According to Goleman’s research, ‘neuroscience has discovered that our brain’s very design makes it sociable, inexorably drawn into an intimate brain-to-brain linkup whenever we engage with another person. That neural bridge lets us affect the brain – and so the body – of everyone we interact with, just as they do us.’

In other words: we are always affected by other people, for good and for bad. Intuitively we know this. There are people who nourish us just with their presence, and people who bring on an anxious knot in the pit of our stomach. There are conversations that leave us feeling enlivened and valued and those that bring us down and leave us feeling worthless. There are touches that help us to soften and touches that cause us to bristle.

It is clear that we know how to be sociable- we can’t help it, being sociable is a large part of what makes us human – what matters more, though, is an attention to the quality of our social interactions. Of course this has wide implications, especially when it comes to caring for each other. It is not enough to build hospitals and fill them with patients and care staff. It is not enough to design care pathways, as the case in Liverpool has shown. Staff won’t care about their patients unless they feel a connection with them. If patients are presented to staff as out-of-date commodities on the conveyor belt of life they will be treated without respect, denied basic needs such as a sip of water to moisten parched mouths or fruit to take away the gnawing hunger pains. One man spoke of his father, a victim of such ‘care’ as looking like ‘someone out of a concentration camp.’

The question, as I see it, is not how can we get staff that look after the dying to care more, but how can we get them to connect with the other human beings around them? There should be daily reminders in all care homes that the most important thing you can give to someone is not your rushed efficiency, but your time and your attention, not your detachment, but your engagement.

Poignantly, the other evening I was given a lesson in taking the time to care by a group of horses. As intensely social animals, horses develop strong bonds with each other and help each other out. During these hot days my two horses will stand nose to tail, flicking flies from each other’s faces, or one will position himself so as to shade the other. They will eat from the same feed bowl and share a stable. In the paddock next to us is an ancient horse of forty or more, who has bonded with them, and comes into graze with them sometimes.
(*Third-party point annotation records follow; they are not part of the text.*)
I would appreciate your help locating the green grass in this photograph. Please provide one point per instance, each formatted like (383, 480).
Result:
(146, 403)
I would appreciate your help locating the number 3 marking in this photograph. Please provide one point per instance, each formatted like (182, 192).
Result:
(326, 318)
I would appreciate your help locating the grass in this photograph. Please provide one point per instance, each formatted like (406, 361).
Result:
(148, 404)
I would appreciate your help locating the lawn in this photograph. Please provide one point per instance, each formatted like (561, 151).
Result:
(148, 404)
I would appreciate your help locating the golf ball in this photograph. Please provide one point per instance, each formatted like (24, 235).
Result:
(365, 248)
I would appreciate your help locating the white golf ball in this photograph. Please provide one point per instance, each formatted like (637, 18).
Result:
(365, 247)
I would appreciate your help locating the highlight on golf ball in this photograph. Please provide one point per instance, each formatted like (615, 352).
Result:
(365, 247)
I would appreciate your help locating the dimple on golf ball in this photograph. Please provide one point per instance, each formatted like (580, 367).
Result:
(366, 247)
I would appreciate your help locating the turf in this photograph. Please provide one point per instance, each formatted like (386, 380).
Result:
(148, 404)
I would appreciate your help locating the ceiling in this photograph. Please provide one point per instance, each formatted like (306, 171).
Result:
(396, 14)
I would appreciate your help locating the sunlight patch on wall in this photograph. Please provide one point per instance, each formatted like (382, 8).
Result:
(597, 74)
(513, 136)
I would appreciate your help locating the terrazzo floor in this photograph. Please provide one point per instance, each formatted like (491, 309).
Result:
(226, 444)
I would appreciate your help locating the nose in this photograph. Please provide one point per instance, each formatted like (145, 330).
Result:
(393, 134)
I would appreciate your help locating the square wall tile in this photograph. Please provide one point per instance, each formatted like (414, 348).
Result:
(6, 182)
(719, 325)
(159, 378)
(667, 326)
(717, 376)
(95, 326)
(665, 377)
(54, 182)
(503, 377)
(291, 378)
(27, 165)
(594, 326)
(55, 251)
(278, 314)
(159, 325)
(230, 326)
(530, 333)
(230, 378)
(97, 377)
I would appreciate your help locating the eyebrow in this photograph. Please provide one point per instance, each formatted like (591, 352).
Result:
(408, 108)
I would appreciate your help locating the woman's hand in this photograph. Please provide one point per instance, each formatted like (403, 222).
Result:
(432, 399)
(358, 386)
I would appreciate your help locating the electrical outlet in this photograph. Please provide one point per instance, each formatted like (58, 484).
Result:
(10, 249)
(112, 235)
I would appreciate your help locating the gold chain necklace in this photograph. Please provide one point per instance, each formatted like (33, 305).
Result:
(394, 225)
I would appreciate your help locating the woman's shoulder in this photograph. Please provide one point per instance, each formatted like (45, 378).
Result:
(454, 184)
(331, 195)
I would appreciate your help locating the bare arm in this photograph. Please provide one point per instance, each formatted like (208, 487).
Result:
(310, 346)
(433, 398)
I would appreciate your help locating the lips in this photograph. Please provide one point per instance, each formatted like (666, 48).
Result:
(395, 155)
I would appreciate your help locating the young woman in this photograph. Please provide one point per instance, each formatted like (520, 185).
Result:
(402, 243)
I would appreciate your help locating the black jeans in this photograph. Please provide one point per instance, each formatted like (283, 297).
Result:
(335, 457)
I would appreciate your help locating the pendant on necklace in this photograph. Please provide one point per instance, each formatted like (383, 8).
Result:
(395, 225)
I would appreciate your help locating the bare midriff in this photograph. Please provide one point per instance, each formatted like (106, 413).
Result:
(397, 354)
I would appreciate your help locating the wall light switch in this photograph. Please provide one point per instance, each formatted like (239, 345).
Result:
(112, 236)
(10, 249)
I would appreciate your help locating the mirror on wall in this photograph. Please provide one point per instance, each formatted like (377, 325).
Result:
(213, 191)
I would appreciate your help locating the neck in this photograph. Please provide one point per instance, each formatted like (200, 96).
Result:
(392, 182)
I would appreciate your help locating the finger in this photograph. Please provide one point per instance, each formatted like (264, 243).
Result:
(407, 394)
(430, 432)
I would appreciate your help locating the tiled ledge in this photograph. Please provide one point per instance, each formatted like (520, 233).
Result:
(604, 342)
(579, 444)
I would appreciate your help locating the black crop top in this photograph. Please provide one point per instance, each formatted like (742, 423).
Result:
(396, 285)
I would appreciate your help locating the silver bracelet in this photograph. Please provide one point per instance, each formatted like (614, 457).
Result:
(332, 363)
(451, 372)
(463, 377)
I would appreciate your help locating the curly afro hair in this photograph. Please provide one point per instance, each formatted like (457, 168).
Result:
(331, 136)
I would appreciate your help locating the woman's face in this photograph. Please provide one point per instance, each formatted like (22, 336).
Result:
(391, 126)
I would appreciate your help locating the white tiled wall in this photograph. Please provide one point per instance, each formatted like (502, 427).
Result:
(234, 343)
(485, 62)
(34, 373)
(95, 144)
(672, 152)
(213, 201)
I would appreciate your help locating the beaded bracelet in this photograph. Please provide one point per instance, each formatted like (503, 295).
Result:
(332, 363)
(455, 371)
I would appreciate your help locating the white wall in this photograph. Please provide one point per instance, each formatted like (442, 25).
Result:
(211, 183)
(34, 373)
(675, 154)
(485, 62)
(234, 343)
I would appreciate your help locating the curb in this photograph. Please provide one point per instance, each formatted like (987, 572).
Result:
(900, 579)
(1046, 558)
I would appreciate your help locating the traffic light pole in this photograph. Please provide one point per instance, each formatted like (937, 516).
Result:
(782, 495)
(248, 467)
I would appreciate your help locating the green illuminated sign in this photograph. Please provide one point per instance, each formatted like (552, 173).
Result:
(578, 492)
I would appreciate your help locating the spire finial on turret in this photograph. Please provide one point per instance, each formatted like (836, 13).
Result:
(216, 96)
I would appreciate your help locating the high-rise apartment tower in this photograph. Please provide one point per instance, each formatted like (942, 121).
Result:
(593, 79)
It is rare for horses to reach forty and the thin old horse is at the end of his life. He is half blind and deaf and unsteady on his legs. Some days when he gets down on the ground to roll, he groans deeply, and his head droops between his splayed legs. More than once I have stopped whatever I’ve been doing, convinced that I’m about to witness his last moments.

The old horse has appreciated the social time with his new young friends and when he returns to his paddock, he is more rested and a wonderful sense of peace passes through the whole herd. The other evening one of my horses spent a good forty minutes gently grooming the old horse, nuzzling and licking his poor old ribs with such tenderness it brought tears to my eyes. The reverence shown to that old horse was joyful to watch. When he returned to his paddock, he felt so light he was almost weightless. Instead of his usual deep groans, he gave a long relieved sigh.

If it is so natural for other social species to care for their elderly, why I wonder is it so difficult for us?